大きな本棚の最後のスペースに今日読み終えた二冊の本を収めて『図書委員おすすめコーナー』は完成した。
「こう見ると感慨深いよね」
「ほんとにな」
水守はぽんぽんと本棚の側面を優しく叩く。
半年かけて集めた、僕と彼女の好きなものが詰まった宝箱だ。
「これで、完成か……」
僕は嬉しいような寂しいような気持ちで呟く。
お気に入りの物語が終わってしまった時の喪失感のような。
しかし返ってきた言葉は予想外の言葉だった。
「それが、まだ完成じゃないのよね」
「え?」
僕は思わず訊き返す。
「厳密にいえば、完成にはしたくないの。これを完成としてしまえば、先生はまた何か新しい企画を持ってくるかもしれない。前にも言ったけど、新しいことをはじめるのはエネルギーがいるの。

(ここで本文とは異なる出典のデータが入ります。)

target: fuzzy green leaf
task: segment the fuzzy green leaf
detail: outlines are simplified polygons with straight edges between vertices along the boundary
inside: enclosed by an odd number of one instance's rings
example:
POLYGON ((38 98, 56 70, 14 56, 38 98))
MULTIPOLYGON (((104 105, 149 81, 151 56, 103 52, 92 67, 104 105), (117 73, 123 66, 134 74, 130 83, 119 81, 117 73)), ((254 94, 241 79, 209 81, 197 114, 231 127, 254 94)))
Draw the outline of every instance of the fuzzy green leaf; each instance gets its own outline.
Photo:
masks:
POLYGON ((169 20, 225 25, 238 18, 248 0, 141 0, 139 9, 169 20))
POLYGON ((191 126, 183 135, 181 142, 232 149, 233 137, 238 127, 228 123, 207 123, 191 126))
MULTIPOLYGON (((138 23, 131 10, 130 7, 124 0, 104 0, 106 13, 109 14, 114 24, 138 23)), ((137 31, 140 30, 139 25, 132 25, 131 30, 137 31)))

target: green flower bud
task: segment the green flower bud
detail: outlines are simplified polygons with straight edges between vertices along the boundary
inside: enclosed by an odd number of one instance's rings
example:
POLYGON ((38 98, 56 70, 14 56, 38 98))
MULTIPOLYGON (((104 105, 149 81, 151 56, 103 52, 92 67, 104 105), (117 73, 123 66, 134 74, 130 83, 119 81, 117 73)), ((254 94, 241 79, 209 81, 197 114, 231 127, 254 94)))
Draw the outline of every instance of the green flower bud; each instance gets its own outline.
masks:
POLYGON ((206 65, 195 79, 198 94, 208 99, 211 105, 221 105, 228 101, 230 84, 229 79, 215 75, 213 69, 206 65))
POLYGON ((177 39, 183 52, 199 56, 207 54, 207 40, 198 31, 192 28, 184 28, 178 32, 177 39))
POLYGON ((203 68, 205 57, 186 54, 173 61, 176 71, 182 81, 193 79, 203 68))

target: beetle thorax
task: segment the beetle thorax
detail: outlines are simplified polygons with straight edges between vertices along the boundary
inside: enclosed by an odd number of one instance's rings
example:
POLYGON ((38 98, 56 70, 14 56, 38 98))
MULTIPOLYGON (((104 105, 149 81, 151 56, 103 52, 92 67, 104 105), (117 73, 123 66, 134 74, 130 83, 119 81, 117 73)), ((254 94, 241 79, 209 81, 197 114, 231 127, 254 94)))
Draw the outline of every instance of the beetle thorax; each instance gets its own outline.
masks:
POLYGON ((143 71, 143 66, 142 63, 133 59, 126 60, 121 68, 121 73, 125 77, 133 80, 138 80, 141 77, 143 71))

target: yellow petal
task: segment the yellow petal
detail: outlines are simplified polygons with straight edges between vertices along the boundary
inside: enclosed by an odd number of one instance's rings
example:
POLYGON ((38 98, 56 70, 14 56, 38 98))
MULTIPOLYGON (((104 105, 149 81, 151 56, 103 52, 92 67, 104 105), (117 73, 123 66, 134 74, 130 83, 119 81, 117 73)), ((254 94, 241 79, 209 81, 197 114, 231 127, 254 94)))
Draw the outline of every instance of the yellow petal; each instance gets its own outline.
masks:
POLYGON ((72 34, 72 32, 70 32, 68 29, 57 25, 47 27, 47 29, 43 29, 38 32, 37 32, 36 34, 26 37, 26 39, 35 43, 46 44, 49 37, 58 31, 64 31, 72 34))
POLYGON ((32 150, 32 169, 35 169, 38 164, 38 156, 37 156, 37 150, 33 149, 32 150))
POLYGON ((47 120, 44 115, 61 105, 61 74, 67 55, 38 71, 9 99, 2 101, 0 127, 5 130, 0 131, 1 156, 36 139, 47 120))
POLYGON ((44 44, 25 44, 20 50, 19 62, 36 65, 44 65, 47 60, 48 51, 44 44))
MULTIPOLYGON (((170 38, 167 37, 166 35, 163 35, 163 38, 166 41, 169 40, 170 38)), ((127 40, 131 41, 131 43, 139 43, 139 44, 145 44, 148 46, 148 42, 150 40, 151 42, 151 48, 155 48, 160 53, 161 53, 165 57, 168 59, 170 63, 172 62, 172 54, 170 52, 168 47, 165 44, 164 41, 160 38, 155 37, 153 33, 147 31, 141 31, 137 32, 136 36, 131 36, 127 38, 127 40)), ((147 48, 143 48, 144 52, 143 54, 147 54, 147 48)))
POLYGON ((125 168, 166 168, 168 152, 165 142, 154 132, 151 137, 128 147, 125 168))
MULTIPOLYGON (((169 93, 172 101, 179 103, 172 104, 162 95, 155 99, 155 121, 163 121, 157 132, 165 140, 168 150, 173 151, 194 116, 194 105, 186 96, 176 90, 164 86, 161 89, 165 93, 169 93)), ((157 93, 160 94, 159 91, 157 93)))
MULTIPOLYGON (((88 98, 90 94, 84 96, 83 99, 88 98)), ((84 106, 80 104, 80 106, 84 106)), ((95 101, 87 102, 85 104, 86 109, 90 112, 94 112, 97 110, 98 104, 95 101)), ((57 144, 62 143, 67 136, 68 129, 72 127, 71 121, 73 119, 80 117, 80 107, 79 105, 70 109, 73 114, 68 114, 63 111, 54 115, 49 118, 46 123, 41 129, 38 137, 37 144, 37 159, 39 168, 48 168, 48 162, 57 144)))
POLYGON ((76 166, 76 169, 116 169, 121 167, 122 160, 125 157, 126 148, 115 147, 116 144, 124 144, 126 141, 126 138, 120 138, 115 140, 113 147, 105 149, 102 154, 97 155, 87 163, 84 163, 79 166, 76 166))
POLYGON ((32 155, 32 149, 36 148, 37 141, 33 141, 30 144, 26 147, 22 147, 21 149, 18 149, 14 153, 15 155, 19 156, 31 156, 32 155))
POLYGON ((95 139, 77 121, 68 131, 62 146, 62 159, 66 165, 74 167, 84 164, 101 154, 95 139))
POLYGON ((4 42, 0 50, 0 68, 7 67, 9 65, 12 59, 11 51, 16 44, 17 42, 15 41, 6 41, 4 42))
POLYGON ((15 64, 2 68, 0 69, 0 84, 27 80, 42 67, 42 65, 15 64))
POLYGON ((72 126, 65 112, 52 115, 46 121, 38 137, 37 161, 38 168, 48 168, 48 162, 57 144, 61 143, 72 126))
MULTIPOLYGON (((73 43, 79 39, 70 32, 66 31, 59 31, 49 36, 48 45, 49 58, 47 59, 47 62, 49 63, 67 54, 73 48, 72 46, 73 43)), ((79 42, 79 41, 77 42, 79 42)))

できるだけ現状を維持するのが一番効率がいいのよ」
真っ直ぐに黒い瞳を僕に向けて、捲し立てるように彼女は言った。
「……なるほど。それは一理ある」
「でしょ。だからこれからも継続して、このコーナーを更新していくという流れに持っていきたいの。協力してくれる?」
そんなの、僕にとっては願ってもない話だ。